Le réseau des centres de santé communautaire organise une campagne de rencontres et d’actions autour du thème “Santé et habitat”.
Parce que trop d’habitant-e-s viendront grossir les rangs des personnes à la rue dès le lendemain de la fin de la trêve hivernale des expulsions locatives le 30 mars prochain. Parce que se loger convenablement devient de plus en plus dur. Parce que ces conditions de vie, où se cumulent souvent différents facteurs de précarité, ont un impact défavorable majeur sur l’état de santé. Au point que le travail des soignant-e-s ne peut plus grand-chose. Au point que les inégalités sociales se creusent toujours plus. Pour ces raisons, le Réseau des centres de santé communautaire se mobilise en avril et interpelle les pouvoirs publics devant l’étendue du désastre sanitaire et social qui frappe notre population.
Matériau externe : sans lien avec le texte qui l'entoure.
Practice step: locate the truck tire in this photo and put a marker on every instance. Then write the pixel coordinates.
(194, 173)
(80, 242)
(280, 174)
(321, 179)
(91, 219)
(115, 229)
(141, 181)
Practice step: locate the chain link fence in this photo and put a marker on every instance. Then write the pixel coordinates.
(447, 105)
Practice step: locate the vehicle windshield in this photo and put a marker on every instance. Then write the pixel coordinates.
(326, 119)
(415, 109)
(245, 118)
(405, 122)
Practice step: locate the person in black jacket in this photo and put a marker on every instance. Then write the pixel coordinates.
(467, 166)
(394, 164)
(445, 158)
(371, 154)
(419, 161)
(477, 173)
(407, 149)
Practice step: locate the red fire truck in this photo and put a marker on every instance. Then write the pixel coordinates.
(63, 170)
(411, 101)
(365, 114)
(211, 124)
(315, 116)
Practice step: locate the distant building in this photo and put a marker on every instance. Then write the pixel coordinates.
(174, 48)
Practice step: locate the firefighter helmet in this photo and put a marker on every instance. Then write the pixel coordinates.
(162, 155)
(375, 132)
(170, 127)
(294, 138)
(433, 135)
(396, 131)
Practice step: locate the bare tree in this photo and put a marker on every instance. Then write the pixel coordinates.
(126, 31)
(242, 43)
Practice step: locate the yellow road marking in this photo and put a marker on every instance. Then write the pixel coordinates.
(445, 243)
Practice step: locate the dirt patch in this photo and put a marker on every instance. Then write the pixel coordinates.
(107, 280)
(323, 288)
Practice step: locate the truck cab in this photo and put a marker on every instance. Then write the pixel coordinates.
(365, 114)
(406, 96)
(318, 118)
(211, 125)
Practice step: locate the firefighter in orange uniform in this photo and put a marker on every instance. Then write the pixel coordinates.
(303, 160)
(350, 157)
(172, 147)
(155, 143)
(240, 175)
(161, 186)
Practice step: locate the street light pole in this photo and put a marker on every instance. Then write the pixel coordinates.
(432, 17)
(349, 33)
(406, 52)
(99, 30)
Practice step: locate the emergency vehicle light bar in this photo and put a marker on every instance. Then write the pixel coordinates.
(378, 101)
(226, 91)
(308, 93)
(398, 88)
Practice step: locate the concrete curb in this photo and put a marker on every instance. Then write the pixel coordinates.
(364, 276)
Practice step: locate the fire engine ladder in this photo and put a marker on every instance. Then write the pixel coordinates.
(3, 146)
Les juristes dénoncent les atteintes aux droits ; les scientifiques attestent des atteintes à la santé des populations. Espérance de vie réduite, prévalence de pathologies graves plus importante, précocité de l’apparition de pathologies chroniques… ce sont des indicateurs tangibles exprimant l’impact d’un déterminant de la santé, et contre lesquels la médecine seule ne peut rien.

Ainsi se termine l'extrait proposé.